Niccolò Antonello
Niccolò Antonello

Tags

  • Autoencoders
  • Machine learning
  • SVD

Autoencoders are interesting mathematical objects that have many applications. These consist of two mappings, an encoder \(E\) which maps data to a vector, often named embedding, code or latent variables, and a decoder \(D\) which maps the embedding back to the data. The optimization problem that we need to solve to obtain these mappings is the following:

\[\text{minimize}_{\mathcal{D},\mathcal{E}} \ \ \tfrac{1}{2} \| \mathbf{X} - D( E( \mathbf{X} ) ) \|_F^2,\]

where \(\mathbf{X}\) is a matrix containing the centered data and \(\mathcal{D}\) and \(\mathcal{E}\) are the set of parameters of the mappings \(D\) and \(E\), respectively.

In practice, autoencoders are about learning the identity mapping, and what makes them interesting is that their training does not require any label. This means there is the possibility of learning data-driven mappings in an unsupervised way and compact representations of the data by encoding meaningful latent variables.

Very often you read autoencoders are related to the singular value decomposition (SVD) and principal component analysis (for example in Wikipedia). These procedures have indeed many analogies, and in the trivial case of linear autoencoders they really touch. If we choose \(D\) and \(E\) to be matrices, hence linear mappings, the optimization problem becomes:

\[\text{minimize}_{\mathbf{D},\mathbf{E}} \ \ \tfrac{1}{2} \| \mathbf{X} - \mathbf{D} \mathbf{E} \mathbf{X} \|_F^2.\]

We can introduce the optimization variables \(\mathbf{A}\) and a constraint:

\[\text{minimize}_{\mathbf{A},\mathbf{D},\mathbf{E}} \ \ \tfrac{1}{2} \| \mathbf{X} - \mathbf{A} \mathbf{X} \|_F^2 \ \ \text{s.t.} \mathbf{A} = \mathbf{D} \mathbf{E}.\]

Let us ignore the constraint for the moment, which is what makes this problem difficult and nonconvex. If we cheat like that, we notice that the problem is a simple least squares and an analytical solution is available here:

\[\mathbf{A}^{\star} = (\mathbf{X} \mathbf{X}^T)^{-1} (\mathbf{X} \mathbf{X}^T).\]

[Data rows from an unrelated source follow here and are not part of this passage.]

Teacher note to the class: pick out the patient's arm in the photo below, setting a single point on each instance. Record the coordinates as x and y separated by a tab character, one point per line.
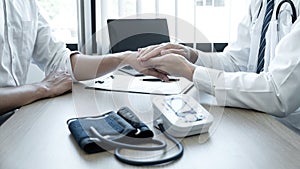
87	67
53	85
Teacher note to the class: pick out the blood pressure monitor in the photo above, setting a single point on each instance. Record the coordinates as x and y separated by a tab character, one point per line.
181	115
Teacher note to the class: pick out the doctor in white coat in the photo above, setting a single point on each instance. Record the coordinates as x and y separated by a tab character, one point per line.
275	90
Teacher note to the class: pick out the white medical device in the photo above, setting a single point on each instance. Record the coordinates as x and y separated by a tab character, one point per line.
181	115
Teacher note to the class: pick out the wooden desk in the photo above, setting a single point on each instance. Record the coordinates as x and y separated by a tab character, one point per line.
37	137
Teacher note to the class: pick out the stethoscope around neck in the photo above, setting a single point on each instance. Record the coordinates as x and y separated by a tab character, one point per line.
293	14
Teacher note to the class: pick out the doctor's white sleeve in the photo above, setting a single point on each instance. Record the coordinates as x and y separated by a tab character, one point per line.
276	92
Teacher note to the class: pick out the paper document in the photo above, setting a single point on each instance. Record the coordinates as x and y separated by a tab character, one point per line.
143	84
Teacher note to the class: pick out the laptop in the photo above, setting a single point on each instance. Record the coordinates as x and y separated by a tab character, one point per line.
131	34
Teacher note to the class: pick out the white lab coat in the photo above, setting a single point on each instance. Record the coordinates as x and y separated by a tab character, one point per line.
231	76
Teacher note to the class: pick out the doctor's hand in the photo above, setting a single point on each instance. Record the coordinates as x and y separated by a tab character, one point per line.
131	59
172	64
167	48
55	84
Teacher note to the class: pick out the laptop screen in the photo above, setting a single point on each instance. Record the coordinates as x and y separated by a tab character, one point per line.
131	34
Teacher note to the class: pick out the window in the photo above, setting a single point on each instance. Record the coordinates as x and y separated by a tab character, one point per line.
210	21
62	17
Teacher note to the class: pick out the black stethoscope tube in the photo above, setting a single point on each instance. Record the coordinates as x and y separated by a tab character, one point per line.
160	146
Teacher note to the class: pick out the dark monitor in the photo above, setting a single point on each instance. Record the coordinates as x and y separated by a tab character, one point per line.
131	34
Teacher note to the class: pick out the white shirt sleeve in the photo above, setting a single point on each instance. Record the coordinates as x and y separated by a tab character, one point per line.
49	54
275	92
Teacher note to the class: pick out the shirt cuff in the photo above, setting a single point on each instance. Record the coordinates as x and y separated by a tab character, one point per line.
199	61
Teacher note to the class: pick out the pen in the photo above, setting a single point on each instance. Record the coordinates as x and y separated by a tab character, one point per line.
159	80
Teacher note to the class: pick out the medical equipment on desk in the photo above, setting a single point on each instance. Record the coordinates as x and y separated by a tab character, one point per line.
181	115
123	130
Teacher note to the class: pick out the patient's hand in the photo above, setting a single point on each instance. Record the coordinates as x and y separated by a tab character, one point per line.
56	83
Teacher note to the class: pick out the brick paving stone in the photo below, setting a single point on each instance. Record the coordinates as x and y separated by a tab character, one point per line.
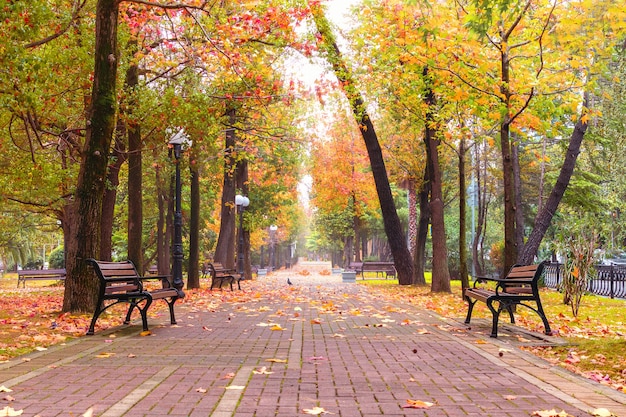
356	361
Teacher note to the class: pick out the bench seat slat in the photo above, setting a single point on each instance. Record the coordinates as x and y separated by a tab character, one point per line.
120	282
519	285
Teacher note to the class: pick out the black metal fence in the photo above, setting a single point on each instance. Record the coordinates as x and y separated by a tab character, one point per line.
609	280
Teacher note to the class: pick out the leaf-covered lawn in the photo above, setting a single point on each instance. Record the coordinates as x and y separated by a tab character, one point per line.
31	319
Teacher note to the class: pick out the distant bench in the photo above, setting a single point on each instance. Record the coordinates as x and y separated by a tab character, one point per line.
220	275
378	267
121	283
39	275
520	285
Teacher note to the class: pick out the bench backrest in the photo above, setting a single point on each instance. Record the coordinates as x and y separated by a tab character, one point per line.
41	272
530	272
116	277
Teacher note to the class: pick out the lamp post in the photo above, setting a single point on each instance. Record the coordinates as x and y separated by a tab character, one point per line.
241	202
273	229
176	143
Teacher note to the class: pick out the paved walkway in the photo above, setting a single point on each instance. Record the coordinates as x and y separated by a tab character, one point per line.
340	349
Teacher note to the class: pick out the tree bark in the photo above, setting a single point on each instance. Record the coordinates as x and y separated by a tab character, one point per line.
463	218
441	272
81	283
422	229
193	272
225	248
544	217
393	227
118	157
135	170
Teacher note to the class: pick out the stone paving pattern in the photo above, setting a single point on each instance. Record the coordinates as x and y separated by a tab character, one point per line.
366	357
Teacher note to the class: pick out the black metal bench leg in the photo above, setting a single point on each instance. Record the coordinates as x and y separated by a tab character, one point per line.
496	314
546	325
470	308
92	325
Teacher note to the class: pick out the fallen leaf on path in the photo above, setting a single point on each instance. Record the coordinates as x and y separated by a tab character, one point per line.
602	412
550	413
262	371
316	411
10	412
417	404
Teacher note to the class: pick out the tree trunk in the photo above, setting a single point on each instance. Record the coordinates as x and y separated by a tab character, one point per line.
118	157
393	227
463	218
519	211
225	248
544	217
135	171
422	229
441	272
81	283
193	273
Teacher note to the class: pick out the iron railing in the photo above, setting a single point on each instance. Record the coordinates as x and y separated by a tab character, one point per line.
609	280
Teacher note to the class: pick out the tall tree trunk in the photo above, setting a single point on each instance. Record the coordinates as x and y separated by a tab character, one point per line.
135	171
519	211
463	218
225	248
422	229
118	157
544	217
163	253
193	273
393	227
242	184
441	272
81	284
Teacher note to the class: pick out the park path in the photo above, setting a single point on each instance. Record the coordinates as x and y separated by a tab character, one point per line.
275	349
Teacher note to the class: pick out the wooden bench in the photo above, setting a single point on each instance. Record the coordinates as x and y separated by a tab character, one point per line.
39	275
356	267
386	268
219	275
518	287
120	283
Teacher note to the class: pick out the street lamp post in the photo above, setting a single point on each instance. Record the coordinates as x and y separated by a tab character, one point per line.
241	202
176	143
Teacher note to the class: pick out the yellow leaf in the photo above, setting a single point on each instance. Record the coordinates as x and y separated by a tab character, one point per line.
315	411
417	404
9	412
262	371
602	412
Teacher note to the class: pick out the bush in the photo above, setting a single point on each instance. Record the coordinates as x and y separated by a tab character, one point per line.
56	259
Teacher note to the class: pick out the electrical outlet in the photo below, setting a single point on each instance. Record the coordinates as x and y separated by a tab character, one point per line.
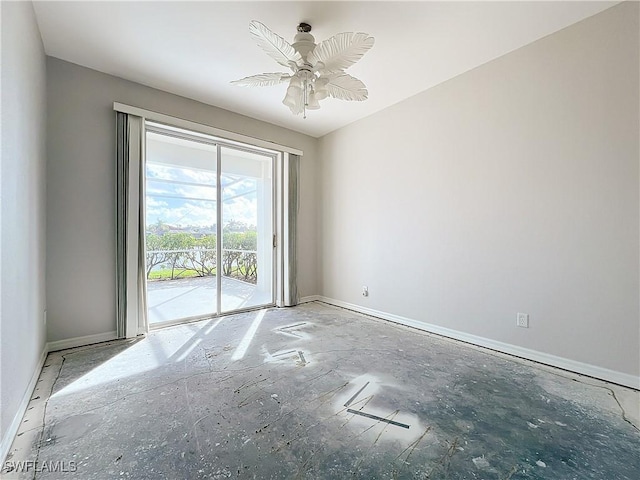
522	320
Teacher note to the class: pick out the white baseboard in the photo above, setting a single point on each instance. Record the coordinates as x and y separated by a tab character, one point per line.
534	355
10	433
80	341
310	298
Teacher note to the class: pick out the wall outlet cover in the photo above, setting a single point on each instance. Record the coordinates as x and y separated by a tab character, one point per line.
522	320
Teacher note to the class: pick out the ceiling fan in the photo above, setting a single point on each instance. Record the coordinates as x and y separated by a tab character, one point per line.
318	70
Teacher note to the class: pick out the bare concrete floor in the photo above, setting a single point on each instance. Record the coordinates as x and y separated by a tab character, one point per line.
316	392
169	300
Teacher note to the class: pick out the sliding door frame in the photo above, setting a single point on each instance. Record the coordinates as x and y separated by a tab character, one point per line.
161	128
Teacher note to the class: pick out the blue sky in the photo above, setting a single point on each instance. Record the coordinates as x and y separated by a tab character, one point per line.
191	211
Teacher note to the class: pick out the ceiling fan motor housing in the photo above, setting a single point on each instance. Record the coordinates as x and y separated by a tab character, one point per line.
303	44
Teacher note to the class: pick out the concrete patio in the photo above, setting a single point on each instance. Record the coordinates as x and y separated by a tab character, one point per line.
170	300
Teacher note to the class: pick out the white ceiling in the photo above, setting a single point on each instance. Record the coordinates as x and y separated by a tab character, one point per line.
195	49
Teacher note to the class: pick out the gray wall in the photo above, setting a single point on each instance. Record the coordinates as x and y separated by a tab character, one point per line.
81	190
511	188
22	208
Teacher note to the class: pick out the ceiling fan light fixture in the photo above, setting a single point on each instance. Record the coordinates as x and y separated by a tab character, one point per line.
318	69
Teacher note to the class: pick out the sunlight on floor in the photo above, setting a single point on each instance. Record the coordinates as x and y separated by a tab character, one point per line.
143	356
246	340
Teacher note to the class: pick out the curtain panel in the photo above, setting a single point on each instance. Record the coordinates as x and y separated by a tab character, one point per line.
130	269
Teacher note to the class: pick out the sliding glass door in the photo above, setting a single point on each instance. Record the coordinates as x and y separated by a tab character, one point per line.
209	226
247	229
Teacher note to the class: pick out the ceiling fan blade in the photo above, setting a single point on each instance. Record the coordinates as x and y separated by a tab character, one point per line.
340	51
345	87
274	45
262	80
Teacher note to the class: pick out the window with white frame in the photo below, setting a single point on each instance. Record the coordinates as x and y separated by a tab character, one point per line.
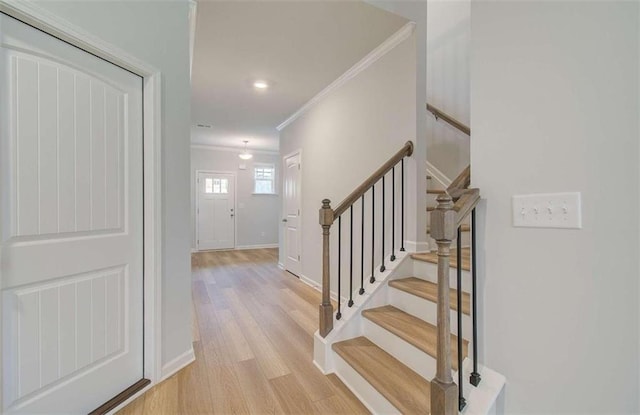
264	179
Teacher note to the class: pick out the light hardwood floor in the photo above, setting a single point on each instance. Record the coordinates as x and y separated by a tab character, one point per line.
253	339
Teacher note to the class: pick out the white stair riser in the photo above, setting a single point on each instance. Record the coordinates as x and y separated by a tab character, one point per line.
419	361
429	272
367	394
427	310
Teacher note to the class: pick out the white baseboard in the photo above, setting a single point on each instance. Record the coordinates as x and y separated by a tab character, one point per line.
237	248
263	246
178	363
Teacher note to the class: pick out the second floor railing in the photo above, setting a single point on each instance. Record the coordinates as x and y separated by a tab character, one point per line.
365	194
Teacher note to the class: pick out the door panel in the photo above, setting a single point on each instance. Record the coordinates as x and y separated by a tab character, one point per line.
216	211
71	224
293	254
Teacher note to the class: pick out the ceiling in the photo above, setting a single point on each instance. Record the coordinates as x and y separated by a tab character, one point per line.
298	47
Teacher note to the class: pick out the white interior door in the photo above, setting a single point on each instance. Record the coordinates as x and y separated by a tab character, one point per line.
216	211
293	255
71	242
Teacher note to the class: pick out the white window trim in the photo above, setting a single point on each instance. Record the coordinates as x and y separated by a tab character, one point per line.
274	179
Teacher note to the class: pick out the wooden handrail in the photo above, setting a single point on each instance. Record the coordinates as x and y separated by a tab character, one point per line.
449	119
328	216
405	151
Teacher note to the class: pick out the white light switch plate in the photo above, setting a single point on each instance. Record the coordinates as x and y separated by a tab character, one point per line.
551	210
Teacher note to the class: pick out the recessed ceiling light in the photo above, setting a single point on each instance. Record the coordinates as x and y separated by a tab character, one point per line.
261	84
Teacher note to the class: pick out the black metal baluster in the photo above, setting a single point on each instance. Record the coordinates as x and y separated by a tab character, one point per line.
339	314
373	232
393	213
402	207
382	267
351	259
461	401
475	375
362	250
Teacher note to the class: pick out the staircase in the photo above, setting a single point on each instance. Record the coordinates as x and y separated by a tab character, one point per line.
403	341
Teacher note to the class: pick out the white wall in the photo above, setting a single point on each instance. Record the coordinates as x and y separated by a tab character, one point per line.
448	69
348	135
555	100
157	32
257	216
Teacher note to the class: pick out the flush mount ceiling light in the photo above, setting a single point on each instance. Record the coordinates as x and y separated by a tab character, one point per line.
245	155
260	84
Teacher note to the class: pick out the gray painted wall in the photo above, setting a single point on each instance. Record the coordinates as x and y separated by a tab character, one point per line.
448	83
349	134
157	32
555	107
257	216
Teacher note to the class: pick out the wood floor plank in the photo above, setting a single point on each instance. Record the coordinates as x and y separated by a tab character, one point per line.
237	344
163	399
227	394
245	295
258	394
290	395
193	387
269	360
349	398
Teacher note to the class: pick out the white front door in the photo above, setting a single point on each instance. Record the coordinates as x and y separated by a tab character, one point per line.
216	211
292	173
70	225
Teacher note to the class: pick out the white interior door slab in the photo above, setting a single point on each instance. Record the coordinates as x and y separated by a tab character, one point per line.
293	255
216	211
71	242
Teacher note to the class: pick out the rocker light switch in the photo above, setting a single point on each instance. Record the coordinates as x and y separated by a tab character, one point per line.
551	210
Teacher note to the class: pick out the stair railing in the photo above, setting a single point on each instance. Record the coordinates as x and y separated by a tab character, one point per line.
329	215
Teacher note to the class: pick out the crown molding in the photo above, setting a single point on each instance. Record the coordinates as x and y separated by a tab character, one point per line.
381	50
233	149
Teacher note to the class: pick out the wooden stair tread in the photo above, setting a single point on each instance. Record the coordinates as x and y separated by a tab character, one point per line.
413	330
464	228
432	257
405	389
436	191
429	291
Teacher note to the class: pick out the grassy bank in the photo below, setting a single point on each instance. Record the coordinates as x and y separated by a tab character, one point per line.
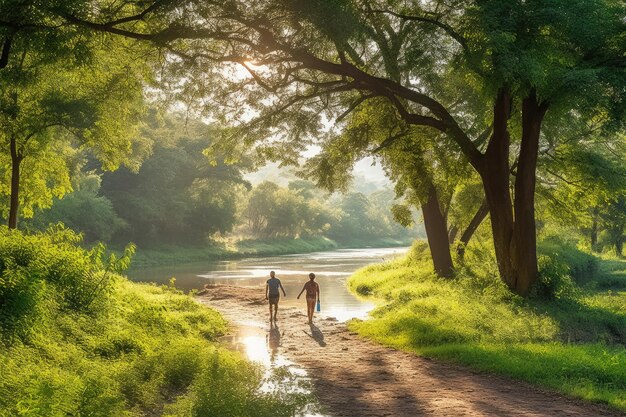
568	338
176	254
79	341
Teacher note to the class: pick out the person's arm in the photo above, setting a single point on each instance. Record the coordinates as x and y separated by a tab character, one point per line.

When \((\mathbf{X} \mathbf{X}^T)\) is invertible, this is actually the inverse of a matrix multiplied by itself, so it is an identity matrix \(\mathbf{I}\) which is precisely what a linear autoencoder should be. This matrix, \(\mathbf{X} \mathbf{X}^T\) is a square matrix by definition so its SVD will be \(\mathbf{U} \mathbf{S} \mathbf{U}^T\) where \(\mathbf{U}\) is a unitary matrix and \(\mathbf{S}\) is a diagonal matrix containing the singular values. Using the SVD definition in the previous equation:

\[\mathbf{A}^{\star} = (\mathbf{U} \mathbf{S} \mathbf{U}^T)^{-1} (\mathbf{U} \mathbf{S} \mathbf{U}^T) = (\mathbf{U}^T)^{-1} \mathbf{S}^{-1} \mathbf{U}^{-1} \mathbf{U} \mathbf{S} \mathbf{U}^T = \mathbf{U}\mathbf{U}^T\]

The constraint we previously ignored can now come back in the scene, the analytical solution of the linear autoencoder is \(\mathbf{D}^\star = \mathbf{U}\) and \(\mathbf{E}^\star = \mathbf{U}^T\). If \(\mathbf{X}\) has rank \(n\) only the first \(n\) columns of \(\mathbf{U}\) are needed.

References

  • Baldi, Pierre. “Autoencoders, unsupervised learning, and deep architectures.” Proceedings of ICML workshop on unsupervised and transfer learning. 2012.
  • Theodoridis, Sergios. Machine learning: a Bayesian and optimization perspective. (Chapter 19) Academic press, 2015.